Итак, звучала последняя композиция «Эх, тачанка-ростовчанка» – относительно патетики не обессудьте – теперь весь кагал торжественно выводил «гордость и красу» (сельсовет, не отставая от Ивана Ильича, помпезно подвывал, «Ивушка» подтягивала непринужденно), пространство было залито оптимизмом. Миша улыбчиво торчал за импровизированными кулисами – все кроме исполнителей находились в партере – предстояло объявить окончание концерта.
Уже с полчаса происходила катавасия со светом: лампы (по указанию начальства применены были мощные) то принимались мигать, то падали в неприличное мерцание, либо вновь отчаянно раздувались, – вещь знакомая: деревенские подстанции, неровное напряжение. «И врагам поныне снится, разудалый и крутой…» – гремел сводный хор. И где-то на «крутом» помещение вдруг неистово озарилось точно сполохом и, преодолев жутковатую инерцию угасания, погрузилось в кромешную тьму. Голоса синхронно остановились, возникла странная тишина. Нет, тишина почудилась наскоро, на самом деле нечто потрескивало, свербело, и этот нелепый звук, казалось, перемещался в пространстве, то идя снизу, то резво шуруя с потолка. Разумеется, первый подал голос Иван Ильич:
– В гробину же мать тебя ити!

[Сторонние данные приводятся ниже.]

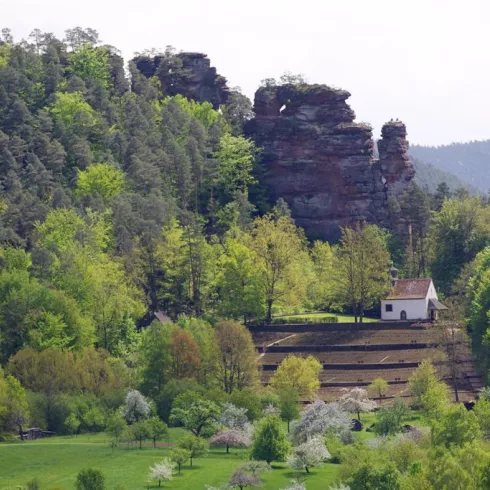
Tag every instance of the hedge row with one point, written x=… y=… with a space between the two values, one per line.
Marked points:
x=301 y=320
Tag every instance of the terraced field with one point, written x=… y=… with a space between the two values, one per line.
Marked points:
x=353 y=356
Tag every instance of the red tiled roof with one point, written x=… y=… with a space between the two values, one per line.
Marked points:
x=410 y=289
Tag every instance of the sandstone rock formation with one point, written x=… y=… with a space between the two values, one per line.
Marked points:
x=189 y=74
x=321 y=162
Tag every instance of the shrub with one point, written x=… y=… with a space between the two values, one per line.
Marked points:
x=90 y=479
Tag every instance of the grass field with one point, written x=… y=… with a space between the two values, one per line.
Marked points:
x=342 y=318
x=56 y=462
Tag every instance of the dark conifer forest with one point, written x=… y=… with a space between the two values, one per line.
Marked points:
x=139 y=248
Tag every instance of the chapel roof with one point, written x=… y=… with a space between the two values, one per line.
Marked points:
x=410 y=289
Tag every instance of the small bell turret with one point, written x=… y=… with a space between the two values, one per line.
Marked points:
x=393 y=275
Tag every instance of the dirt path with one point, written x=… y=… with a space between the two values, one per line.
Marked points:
x=275 y=343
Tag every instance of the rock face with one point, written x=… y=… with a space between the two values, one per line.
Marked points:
x=189 y=74
x=321 y=162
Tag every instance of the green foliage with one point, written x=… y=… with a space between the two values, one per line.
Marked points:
x=158 y=429
x=180 y=456
x=270 y=440
x=101 y=179
x=283 y=261
x=456 y=427
x=194 y=413
x=236 y=161
x=389 y=419
x=304 y=319
x=375 y=478
x=289 y=404
x=362 y=268
x=14 y=409
x=196 y=446
x=89 y=62
x=299 y=373
x=90 y=479
x=71 y=110
x=5 y=50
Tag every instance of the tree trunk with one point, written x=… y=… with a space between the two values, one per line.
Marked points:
x=269 y=311
x=455 y=383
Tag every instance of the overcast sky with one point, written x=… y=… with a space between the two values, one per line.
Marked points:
x=426 y=62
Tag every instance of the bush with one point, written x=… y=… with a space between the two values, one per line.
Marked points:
x=304 y=320
x=90 y=479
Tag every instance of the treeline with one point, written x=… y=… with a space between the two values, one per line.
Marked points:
x=118 y=201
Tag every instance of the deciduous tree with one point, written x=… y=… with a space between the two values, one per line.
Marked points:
x=299 y=373
x=237 y=368
x=311 y=453
x=230 y=438
x=362 y=267
x=270 y=441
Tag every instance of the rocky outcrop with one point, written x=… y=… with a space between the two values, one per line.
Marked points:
x=189 y=74
x=321 y=162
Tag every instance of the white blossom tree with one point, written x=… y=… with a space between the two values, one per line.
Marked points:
x=136 y=407
x=311 y=453
x=162 y=471
x=230 y=438
x=356 y=400
x=256 y=467
x=295 y=485
x=319 y=419
x=234 y=417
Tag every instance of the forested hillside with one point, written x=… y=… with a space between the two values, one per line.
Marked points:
x=428 y=176
x=468 y=161
x=139 y=248
x=119 y=201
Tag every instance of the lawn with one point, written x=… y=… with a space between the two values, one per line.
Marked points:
x=342 y=318
x=56 y=462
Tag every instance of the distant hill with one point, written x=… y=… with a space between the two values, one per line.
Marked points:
x=468 y=161
x=429 y=176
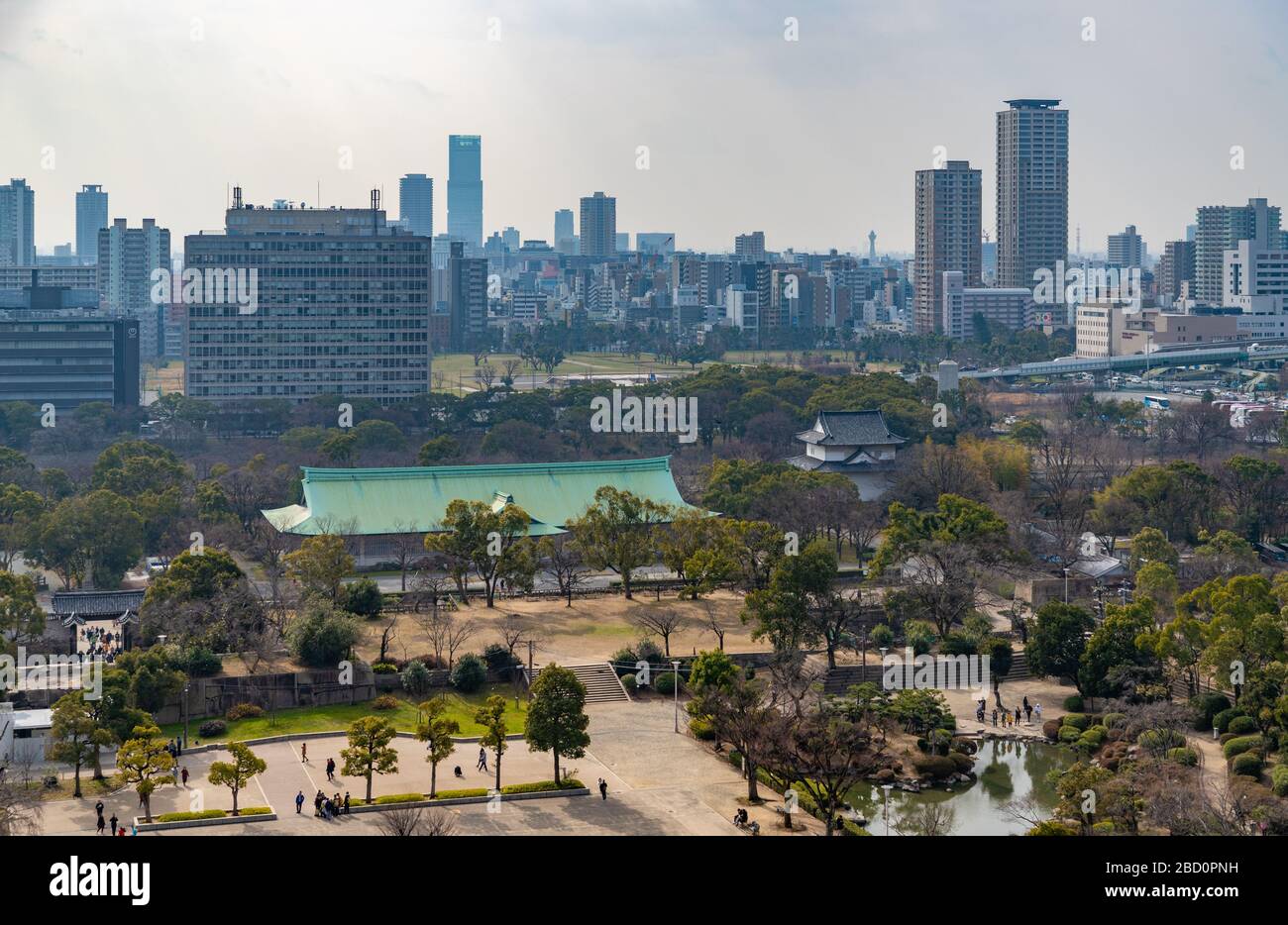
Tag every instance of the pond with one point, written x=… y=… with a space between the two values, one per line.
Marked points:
x=1005 y=771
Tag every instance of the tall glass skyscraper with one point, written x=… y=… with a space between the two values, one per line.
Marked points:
x=90 y=218
x=465 y=188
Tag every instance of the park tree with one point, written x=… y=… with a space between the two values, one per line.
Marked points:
x=20 y=509
x=565 y=562
x=370 y=750
x=490 y=716
x=745 y=714
x=436 y=729
x=1057 y=639
x=321 y=634
x=616 y=531
x=828 y=752
x=492 y=543
x=21 y=616
x=321 y=565
x=557 y=716
x=945 y=551
x=145 y=762
x=76 y=735
x=237 y=773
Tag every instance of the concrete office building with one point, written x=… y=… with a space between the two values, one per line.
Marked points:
x=947 y=232
x=1256 y=278
x=1031 y=189
x=467 y=298
x=750 y=247
x=17 y=224
x=465 y=188
x=1126 y=249
x=597 y=226
x=1010 y=308
x=56 y=347
x=1222 y=228
x=742 y=309
x=416 y=204
x=90 y=219
x=342 y=308
x=127 y=259
x=69 y=277
x=1175 y=268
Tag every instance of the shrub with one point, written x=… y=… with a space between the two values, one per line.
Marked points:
x=935 y=766
x=416 y=679
x=1247 y=765
x=700 y=729
x=1243 y=726
x=1279 y=779
x=201 y=663
x=498 y=659
x=1160 y=740
x=469 y=673
x=1222 y=722
x=244 y=711
x=1206 y=706
x=361 y=598
x=1240 y=745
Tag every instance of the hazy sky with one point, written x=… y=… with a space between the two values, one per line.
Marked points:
x=168 y=102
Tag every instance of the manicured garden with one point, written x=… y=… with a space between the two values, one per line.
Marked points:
x=338 y=716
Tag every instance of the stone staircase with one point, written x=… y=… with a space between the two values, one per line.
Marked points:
x=599 y=679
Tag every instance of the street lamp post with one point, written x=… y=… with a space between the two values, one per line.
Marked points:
x=675 y=665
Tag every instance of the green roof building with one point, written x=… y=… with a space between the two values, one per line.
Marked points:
x=370 y=504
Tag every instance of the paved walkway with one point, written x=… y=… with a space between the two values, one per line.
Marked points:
x=658 y=783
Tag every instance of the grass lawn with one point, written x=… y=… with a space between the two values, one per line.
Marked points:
x=338 y=716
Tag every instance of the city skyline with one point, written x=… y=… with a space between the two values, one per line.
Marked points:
x=502 y=72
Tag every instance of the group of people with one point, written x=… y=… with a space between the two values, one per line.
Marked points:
x=101 y=643
x=325 y=806
x=112 y=825
x=1008 y=718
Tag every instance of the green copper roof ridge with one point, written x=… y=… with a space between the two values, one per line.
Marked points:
x=326 y=473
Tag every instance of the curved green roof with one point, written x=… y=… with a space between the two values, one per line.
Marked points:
x=413 y=499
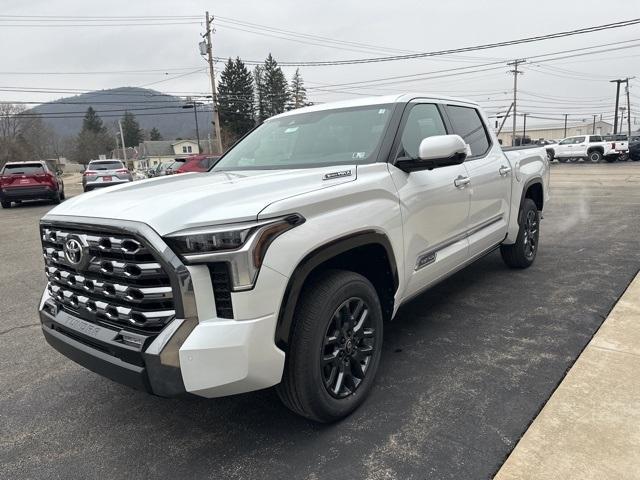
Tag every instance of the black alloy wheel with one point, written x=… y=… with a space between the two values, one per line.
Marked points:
x=348 y=347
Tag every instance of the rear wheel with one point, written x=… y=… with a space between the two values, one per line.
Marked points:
x=594 y=156
x=522 y=253
x=335 y=347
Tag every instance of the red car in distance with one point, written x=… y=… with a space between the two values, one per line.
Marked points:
x=198 y=163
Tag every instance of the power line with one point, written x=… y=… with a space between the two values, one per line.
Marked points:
x=562 y=34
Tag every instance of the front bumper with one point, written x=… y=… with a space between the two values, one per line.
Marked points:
x=197 y=352
x=103 y=351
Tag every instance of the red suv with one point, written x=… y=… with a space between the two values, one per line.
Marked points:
x=198 y=163
x=30 y=181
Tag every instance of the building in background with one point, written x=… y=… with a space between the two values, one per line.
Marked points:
x=152 y=153
x=557 y=131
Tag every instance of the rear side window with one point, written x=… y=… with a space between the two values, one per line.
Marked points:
x=105 y=165
x=466 y=122
x=23 y=169
x=423 y=121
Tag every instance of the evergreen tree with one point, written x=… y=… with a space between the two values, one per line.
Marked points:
x=131 y=130
x=275 y=93
x=297 y=91
x=236 y=97
x=92 y=122
x=93 y=140
x=155 y=134
x=260 y=95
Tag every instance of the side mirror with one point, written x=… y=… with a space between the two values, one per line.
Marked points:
x=435 y=152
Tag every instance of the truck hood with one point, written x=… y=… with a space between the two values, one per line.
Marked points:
x=177 y=202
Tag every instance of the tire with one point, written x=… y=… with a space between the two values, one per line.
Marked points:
x=321 y=380
x=523 y=253
x=594 y=156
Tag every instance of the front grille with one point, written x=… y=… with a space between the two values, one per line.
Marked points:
x=121 y=285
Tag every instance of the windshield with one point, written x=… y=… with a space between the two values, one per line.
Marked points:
x=23 y=169
x=314 y=139
x=105 y=166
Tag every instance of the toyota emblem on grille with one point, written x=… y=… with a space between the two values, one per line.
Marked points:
x=73 y=251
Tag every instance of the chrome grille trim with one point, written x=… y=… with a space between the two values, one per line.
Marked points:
x=123 y=284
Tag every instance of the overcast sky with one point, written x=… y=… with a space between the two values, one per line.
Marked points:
x=580 y=87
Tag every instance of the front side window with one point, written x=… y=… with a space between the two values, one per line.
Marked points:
x=467 y=123
x=22 y=169
x=423 y=121
x=314 y=139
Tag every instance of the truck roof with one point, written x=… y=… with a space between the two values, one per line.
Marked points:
x=375 y=100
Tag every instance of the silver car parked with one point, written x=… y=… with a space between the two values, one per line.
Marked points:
x=104 y=173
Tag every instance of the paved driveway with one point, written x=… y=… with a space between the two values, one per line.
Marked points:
x=465 y=369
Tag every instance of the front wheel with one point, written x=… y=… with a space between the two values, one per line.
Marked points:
x=522 y=253
x=335 y=347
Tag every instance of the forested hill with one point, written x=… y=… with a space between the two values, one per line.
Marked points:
x=151 y=108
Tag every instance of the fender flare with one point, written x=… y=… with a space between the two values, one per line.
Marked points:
x=525 y=189
x=315 y=258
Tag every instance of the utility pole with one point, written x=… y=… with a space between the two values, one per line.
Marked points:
x=515 y=72
x=124 y=148
x=629 y=110
x=506 y=115
x=615 y=116
x=212 y=74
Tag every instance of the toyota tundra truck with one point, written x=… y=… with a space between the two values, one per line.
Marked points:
x=282 y=264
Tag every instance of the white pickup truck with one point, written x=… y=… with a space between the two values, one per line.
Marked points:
x=281 y=265
x=617 y=147
x=591 y=148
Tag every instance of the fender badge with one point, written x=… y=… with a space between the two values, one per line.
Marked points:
x=332 y=175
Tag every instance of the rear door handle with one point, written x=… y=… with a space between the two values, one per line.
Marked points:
x=504 y=170
x=461 y=181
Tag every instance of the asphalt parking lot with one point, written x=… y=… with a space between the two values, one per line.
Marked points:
x=465 y=369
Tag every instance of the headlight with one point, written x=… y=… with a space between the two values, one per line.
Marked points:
x=243 y=246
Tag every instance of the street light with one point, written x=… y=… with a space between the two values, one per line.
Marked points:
x=194 y=104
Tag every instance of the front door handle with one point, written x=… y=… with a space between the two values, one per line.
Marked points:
x=461 y=181
x=504 y=170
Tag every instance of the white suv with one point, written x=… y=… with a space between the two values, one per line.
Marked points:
x=591 y=148
x=282 y=264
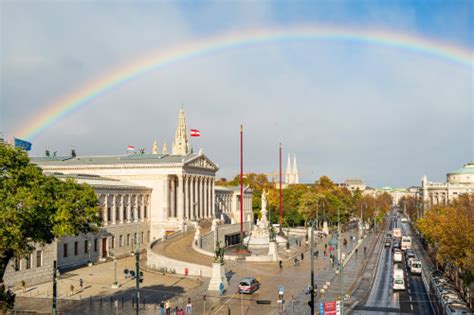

Подстанция, чтоб ее!.. Не расслабляемся, товарищи, думаю, сейчас восстановится!
В голосе, однако, слышалась тревога, возможно, смущал этот порхающий треск. Словно по заказу он прекратился – теперь воцарилась совершенная тишина, которая почудилась зловещей. Все враз загомонили, зашевелились, повскакали.
Увидели: угол сцены трепетно озарился – там стояло пианино, за ним что-то происходило. Догадка, охватившая всех, подтвердилась тотчас – из-за инструмента ухватисто вынырнул язык пламени и лизнул белый задник, он же экран, отделяющий сцену от кулуаров. Огонь будто опал на мгновение и тут же рьяно и широко пополз к потолку.